PatentLex

The PatentLex System
Initial release	January 2016
Written in	Perl, Python, PHP, JavaScript, React, Material UI
Engine
Operating system	Cross-platform
Platform	Linux / Apache / MySQL / PHP
Standard(s)	Unicode
Available in	English, Traditional and Simplified Chinese
Type	Corpus
Website	patentlex.chilin.hk

Search PatentLex on Amazon.PatentLex is a unique searchable platform of bilingual Chinese-English terms in science and technology. It aims at solving cross-linguistic communication problems involving skills such as understanding words in the source language or expressing concepts in the target language. The human interlocutors or the natural language processing (NLP) systems will sooner than later come across the major linguistic problem of lexical deficiency, known as OOV (out of vocabulary) problem, a term coined by researchers in statistical machine translation, and used commonly in NLP. The problem manifests itself because similar or identical concepts are often encoded differently in any pair of languages, and because of the incapacity of the human being or its digital analogy to capture the differences correctly and exhaustively. While the human being has physical limitations and the computer has now practically almost unlimited capacity, the problem persists because developments in human culture and society, especially in science and technology, constantly outpace developments in terminological research and lexicography. A good source of data to bootstrap developments in scientific and technological terminology would be bilingual patents.
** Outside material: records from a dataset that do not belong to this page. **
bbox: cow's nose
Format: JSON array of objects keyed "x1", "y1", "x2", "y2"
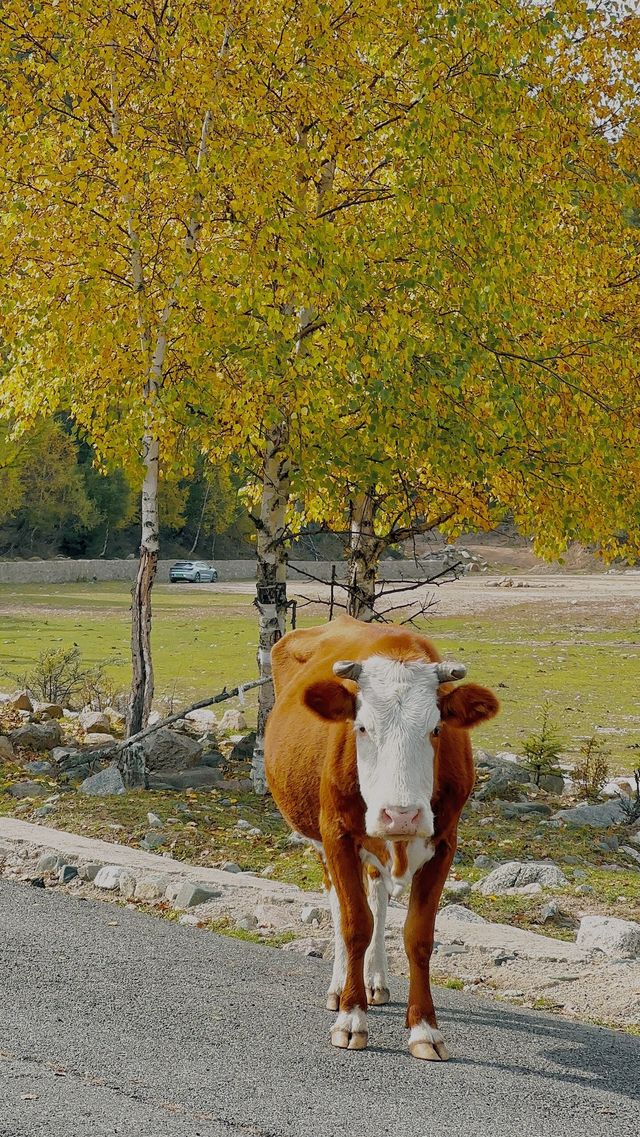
[{"x1": 379, "y1": 806, "x2": 422, "y2": 836}]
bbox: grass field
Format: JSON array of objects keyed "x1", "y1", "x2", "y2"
[{"x1": 0, "y1": 581, "x2": 639, "y2": 770}]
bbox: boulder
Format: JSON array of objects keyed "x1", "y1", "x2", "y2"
[
  {"x1": 552, "y1": 799, "x2": 628, "y2": 828},
  {"x1": 9, "y1": 691, "x2": 33, "y2": 712},
  {"x1": 229, "y1": 732, "x2": 256, "y2": 763},
  {"x1": 537, "y1": 773, "x2": 565, "y2": 795},
  {"x1": 148, "y1": 766, "x2": 221, "y2": 790},
  {"x1": 474, "y1": 767, "x2": 531, "y2": 801},
  {"x1": 9, "y1": 720, "x2": 63, "y2": 751},
  {"x1": 8, "y1": 780, "x2": 48, "y2": 798},
  {"x1": 0, "y1": 736, "x2": 14, "y2": 760},
  {"x1": 134, "y1": 875, "x2": 170, "y2": 901},
  {"x1": 576, "y1": 915, "x2": 640, "y2": 959},
  {"x1": 79, "y1": 710, "x2": 111, "y2": 734},
  {"x1": 475, "y1": 861, "x2": 568, "y2": 895},
  {"x1": 443, "y1": 879, "x2": 471, "y2": 898},
  {"x1": 33, "y1": 702, "x2": 65, "y2": 720},
  {"x1": 80, "y1": 734, "x2": 117, "y2": 750},
  {"x1": 219, "y1": 708, "x2": 247, "y2": 733},
  {"x1": 173, "y1": 882, "x2": 222, "y2": 909},
  {"x1": 142, "y1": 727, "x2": 203, "y2": 771},
  {"x1": 79, "y1": 765, "x2": 125, "y2": 796},
  {"x1": 497, "y1": 801, "x2": 553, "y2": 819},
  {"x1": 94, "y1": 865, "x2": 128, "y2": 890},
  {"x1": 438, "y1": 904, "x2": 487, "y2": 924},
  {"x1": 24, "y1": 760, "x2": 53, "y2": 775},
  {"x1": 184, "y1": 708, "x2": 219, "y2": 733}
]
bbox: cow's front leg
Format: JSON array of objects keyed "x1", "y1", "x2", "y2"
[
  {"x1": 364, "y1": 871, "x2": 390, "y2": 1005},
  {"x1": 404, "y1": 838, "x2": 455, "y2": 1061},
  {"x1": 324, "y1": 833, "x2": 373, "y2": 1050}
]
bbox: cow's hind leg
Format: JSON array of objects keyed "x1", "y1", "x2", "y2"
[
  {"x1": 324, "y1": 833, "x2": 373, "y2": 1050},
  {"x1": 404, "y1": 840, "x2": 455, "y2": 1061},
  {"x1": 364, "y1": 871, "x2": 390, "y2": 1006}
]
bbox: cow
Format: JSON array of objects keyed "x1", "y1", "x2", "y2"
[{"x1": 264, "y1": 614, "x2": 499, "y2": 1060}]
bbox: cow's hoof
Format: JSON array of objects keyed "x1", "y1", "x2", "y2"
[
  {"x1": 367, "y1": 986, "x2": 390, "y2": 1006},
  {"x1": 326, "y1": 992, "x2": 340, "y2": 1011},
  {"x1": 408, "y1": 1023, "x2": 450, "y2": 1061},
  {"x1": 330, "y1": 1008, "x2": 368, "y2": 1051}
]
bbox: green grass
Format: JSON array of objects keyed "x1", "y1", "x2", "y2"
[{"x1": 1, "y1": 582, "x2": 639, "y2": 768}]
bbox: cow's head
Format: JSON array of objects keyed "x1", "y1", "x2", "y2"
[{"x1": 304, "y1": 655, "x2": 498, "y2": 840}]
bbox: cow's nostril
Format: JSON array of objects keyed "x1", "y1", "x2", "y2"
[{"x1": 380, "y1": 806, "x2": 423, "y2": 832}]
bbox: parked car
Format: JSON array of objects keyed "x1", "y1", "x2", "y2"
[{"x1": 169, "y1": 560, "x2": 218, "y2": 584}]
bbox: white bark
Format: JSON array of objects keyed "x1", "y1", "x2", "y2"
[{"x1": 348, "y1": 492, "x2": 381, "y2": 621}]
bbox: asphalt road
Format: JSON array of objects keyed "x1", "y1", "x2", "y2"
[{"x1": 1, "y1": 880, "x2": 638, "y2": 1137}]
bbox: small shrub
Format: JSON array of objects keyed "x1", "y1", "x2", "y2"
[
  {"x1": 522, "y1": 702, "x2": 565, "y2": 785},
  {"x1": 7, "y1": 646, "x2": 119, "y2": 710},
  {"x1": 573, "y1": 735, "x2": 610, "y2": 801}
]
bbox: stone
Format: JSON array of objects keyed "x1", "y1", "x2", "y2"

Another problem is the non-isomorphic correspondence of the semantic mapping of the conceptual spaces in different languages. This is manifested as what may be called multiple renditions of a source language term in the target language, which would challenge both the human interlocutor and the NLP system so that further efforts are needed to check and analyse the actual usage of the alternate terms to make the correct selection.

PatentLex has resulted from filtering 10 years’ of successfully filed Chinese and English patents, consisting of a total of 1.8 million patents (involving 5 trillion English words, and 12 billion Chinese characters), to obtain over 300,000 parallel or comparable Chinese and English patents^[1]^[2], consisting of 1 billion English words and 2 million Chinese characters, which form the basis of the comparable texts for the cultivation of this platform.

The comparable corpus has gone through several more language engineering efforts to perform further cultivation and filtering, such as an iterative approach to align the sentences to obtain statistically determined Chinese-English parallel sentence pairs. The resultant set then goes through a process of bilingual multi-word extraction, which is in turn used to augment the bilingual sentence alignment process and the extraction of compound words.

Cultivation

The comparable corpus of bilingual patents constitute a sub-type of parallel texts. The patent documents are split into sentences (one kind of text segmentation), and resultant sentence pairs go through a sentence alignment process. An ensemble of alignment algorithms and tools are applied, including dynamic programming technique which can match 1-to-n sentence fragments into sentence pairs on the basis of length-based and lexicon-based features, as well as bilateral translation probabilities.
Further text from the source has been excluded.